Né en 1882 sur le yacht paternel, Percy Wyndham Lewis fut ainsi canadien par proximité géographique, avant de devenir le plus cosmopolite des artistes de culture anglaise. Vers les vingt-neuf ans on lui connaît un premier style personnel — des personnages insubstantiels et boursouflés. Mais il a aussi commencé à écrire des contes sur les « corps sauvages » rencontrés en Bretagne. Celui qui sera dans son pays le plus grand peintre de son époque et l'un des plus grands écrivains, n'est pas plus facile à classer qu'un Italien de la Renaissance. Son génie est d'un visuel parfois visionnaire, doué d'un pouvoir d'expression exceptionnel.

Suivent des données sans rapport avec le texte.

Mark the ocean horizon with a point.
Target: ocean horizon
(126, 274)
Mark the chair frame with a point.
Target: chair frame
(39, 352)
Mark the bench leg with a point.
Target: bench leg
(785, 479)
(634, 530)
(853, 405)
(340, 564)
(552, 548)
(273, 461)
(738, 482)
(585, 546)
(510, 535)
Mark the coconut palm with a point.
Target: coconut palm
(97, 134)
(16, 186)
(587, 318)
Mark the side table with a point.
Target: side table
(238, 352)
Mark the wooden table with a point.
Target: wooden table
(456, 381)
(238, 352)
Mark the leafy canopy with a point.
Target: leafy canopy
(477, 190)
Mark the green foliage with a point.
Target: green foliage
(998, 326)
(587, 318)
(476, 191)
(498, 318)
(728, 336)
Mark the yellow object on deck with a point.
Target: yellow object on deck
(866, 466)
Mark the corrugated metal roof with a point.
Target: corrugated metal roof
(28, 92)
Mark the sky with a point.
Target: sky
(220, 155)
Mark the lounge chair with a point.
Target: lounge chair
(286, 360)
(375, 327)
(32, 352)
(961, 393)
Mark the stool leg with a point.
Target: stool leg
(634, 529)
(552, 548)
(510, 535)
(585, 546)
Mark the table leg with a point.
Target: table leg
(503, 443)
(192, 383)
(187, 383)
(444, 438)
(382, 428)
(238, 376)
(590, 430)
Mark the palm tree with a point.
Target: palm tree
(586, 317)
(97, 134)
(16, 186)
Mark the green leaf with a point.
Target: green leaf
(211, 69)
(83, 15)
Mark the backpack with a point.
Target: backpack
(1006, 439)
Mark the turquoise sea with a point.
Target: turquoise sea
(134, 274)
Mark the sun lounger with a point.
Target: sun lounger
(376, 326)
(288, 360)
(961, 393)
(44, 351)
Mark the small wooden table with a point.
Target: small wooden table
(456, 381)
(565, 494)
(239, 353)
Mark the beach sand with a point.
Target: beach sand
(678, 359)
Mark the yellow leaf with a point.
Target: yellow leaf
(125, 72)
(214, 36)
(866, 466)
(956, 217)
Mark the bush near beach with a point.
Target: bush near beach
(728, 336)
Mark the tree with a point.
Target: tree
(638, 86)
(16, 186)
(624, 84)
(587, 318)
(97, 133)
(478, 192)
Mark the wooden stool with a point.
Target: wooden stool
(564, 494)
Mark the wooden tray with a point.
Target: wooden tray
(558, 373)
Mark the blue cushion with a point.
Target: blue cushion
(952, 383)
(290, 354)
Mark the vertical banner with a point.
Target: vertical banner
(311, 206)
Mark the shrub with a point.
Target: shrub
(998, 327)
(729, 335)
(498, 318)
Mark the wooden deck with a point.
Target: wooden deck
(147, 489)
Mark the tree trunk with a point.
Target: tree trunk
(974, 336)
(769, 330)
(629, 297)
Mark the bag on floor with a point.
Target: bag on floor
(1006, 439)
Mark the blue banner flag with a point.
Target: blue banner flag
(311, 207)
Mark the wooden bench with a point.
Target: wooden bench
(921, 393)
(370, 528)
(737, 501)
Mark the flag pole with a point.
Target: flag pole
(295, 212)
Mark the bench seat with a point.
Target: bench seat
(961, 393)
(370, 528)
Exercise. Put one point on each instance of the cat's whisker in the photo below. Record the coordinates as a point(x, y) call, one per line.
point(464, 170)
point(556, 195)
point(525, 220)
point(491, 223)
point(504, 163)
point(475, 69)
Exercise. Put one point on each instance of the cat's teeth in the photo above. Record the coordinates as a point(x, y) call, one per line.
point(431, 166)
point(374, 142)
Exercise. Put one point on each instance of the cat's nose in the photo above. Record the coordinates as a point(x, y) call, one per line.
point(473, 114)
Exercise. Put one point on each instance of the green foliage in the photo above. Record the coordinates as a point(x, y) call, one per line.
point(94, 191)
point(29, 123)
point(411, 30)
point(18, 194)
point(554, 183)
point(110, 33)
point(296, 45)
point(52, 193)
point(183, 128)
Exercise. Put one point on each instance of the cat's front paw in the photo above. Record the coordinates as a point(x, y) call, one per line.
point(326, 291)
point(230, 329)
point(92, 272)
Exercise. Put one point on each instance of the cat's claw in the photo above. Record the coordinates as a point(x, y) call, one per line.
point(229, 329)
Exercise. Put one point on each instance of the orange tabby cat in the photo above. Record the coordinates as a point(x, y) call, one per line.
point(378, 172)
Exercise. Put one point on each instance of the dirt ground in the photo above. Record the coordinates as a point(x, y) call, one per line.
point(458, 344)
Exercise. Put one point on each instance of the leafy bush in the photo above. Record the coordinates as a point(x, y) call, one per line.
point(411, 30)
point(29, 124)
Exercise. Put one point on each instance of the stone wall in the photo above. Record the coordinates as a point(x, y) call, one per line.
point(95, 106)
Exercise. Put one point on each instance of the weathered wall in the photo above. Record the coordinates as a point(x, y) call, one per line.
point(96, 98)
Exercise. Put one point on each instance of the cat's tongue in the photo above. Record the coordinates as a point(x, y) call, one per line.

Wyndham Lewis fut le plus intellectuel des artistes. À Paris il suivit les cours de Bergson dont il renia très vite le vitalisme, tandis qu'il retenait à jamais la théorie du comique qui viendrait de ce qu'on voit un automate conditionné là où on attend un individu autonome. Il s'intéressa surtout de très près aux penseurs de droite violemment anti-romantiques et néo-classiques, Massis, Lasserre, qui l'influenceront et qui seront relayés par un jeune théoricien anglais, T. E. Hulme. Lewis subit aussi l'ascendant de Nietzsche qui colore d'arrogance le protagoniste de Tarr (1914-1918). Mais il fut plus durablement sensible au pessimisme de Schopenhauer qui l'invite à tenir l'existence à l'écart et, la vivant comme spectacle, à privilégier l'art.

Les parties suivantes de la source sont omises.